Bergermeyer is ten chairs away. Melanie Turpin, who has a brother or sister in every grade in the primary wing, sits down after spelling TOMARROW, which even Eliza knows is spelled with an O. Eliza also knows that LISARD is supposed to have a Z and that PERSONEL needs a second N. And suddenly the bee gets more interesting. Because Eliza is spelling all the words right. So that when Ms. Bergermeyer gives Eliza RASPBERRY, she stands a little straighter, proudly including the P before moving on to the B-E-R-R-Y. By the time Bergermeyer has worked her way through the class to the end of the first round, Eliza is one of the few left standing.

Three years before Eliza’s first brush with competitive spelling, she is a second-grader in Ms. Lodowski’s class, a room that is baby animal poster-free. Eliza’s school universe is still an unvariegated whole. The wheat has yet to be culled from the chaff and given nicer desks. There is only one curriculum, one kind of student, one handwriting worksheet occupying every desk in Eliza’s class. Though some students finish faster than others, Eliza doesn’t notice this, couldn’t tell if asked where she falls within the worksheet completion continuum.

Eliza is having a hard time with cursive capital Q, which does not look Q-like at all. She is also distracted by the fact that people have been getting called out of the classroom all morning and that it doesn’t seem to be for something bad. For one thing, the list is alphabetical. Jared Montgomery has just been called, which means that if Eliza’s name is going to be called, it has got to be soon.
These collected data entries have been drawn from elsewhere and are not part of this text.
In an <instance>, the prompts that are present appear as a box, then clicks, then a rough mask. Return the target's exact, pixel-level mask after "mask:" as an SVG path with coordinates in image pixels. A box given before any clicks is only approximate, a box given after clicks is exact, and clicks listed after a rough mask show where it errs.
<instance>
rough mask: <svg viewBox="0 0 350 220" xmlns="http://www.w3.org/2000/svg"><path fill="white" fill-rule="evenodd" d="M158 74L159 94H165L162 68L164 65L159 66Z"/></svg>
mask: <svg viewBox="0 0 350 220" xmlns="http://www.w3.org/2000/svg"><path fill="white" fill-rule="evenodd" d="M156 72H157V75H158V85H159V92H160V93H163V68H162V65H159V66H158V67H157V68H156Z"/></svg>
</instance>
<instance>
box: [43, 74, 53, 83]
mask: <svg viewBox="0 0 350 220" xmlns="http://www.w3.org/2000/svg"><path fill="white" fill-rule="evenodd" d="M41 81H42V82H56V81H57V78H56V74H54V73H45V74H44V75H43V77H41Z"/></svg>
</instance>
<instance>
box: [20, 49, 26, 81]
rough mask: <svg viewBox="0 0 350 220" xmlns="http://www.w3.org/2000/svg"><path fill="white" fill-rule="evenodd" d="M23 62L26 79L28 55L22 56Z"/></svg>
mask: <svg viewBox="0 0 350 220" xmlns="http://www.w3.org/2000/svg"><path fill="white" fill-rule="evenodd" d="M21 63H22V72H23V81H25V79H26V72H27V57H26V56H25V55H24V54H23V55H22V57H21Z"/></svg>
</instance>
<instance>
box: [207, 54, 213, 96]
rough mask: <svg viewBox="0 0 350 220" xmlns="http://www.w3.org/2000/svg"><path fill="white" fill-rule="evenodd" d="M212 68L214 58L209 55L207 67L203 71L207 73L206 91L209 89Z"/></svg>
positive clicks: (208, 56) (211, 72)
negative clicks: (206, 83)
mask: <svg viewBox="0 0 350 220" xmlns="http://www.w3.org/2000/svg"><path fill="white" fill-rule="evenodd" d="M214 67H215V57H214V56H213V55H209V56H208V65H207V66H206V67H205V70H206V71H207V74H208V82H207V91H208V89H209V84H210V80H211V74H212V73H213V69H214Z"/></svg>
The day has become an interminable Duck Duck Goose game in which she has only one chance to be picked. She senses it is very important that this happen, has felt this certainty in her stomach since Lodowski started on K. Eliza assures herself that as soon as she gets called out her stomach will stop churning, she will stop sweating, and cursive capital Q will start looking like a letter instead of like the number 2.

Ms. Lodowski knows that second grade is a very special time. Under her discerning eye, the small lumps of clay that are her students are pressed into the first mold of their young lives. A lapsed classics graduate student, Ms. Lodowski is thrilled that her teaching career has cast her in the role of the Fates. Though she couldn’t have known it at the time, her abbreviated classical pursuits equipped her for her life’s calling as overseer of McKinley Elementary’s Talented and Gifted (TAG) placement program.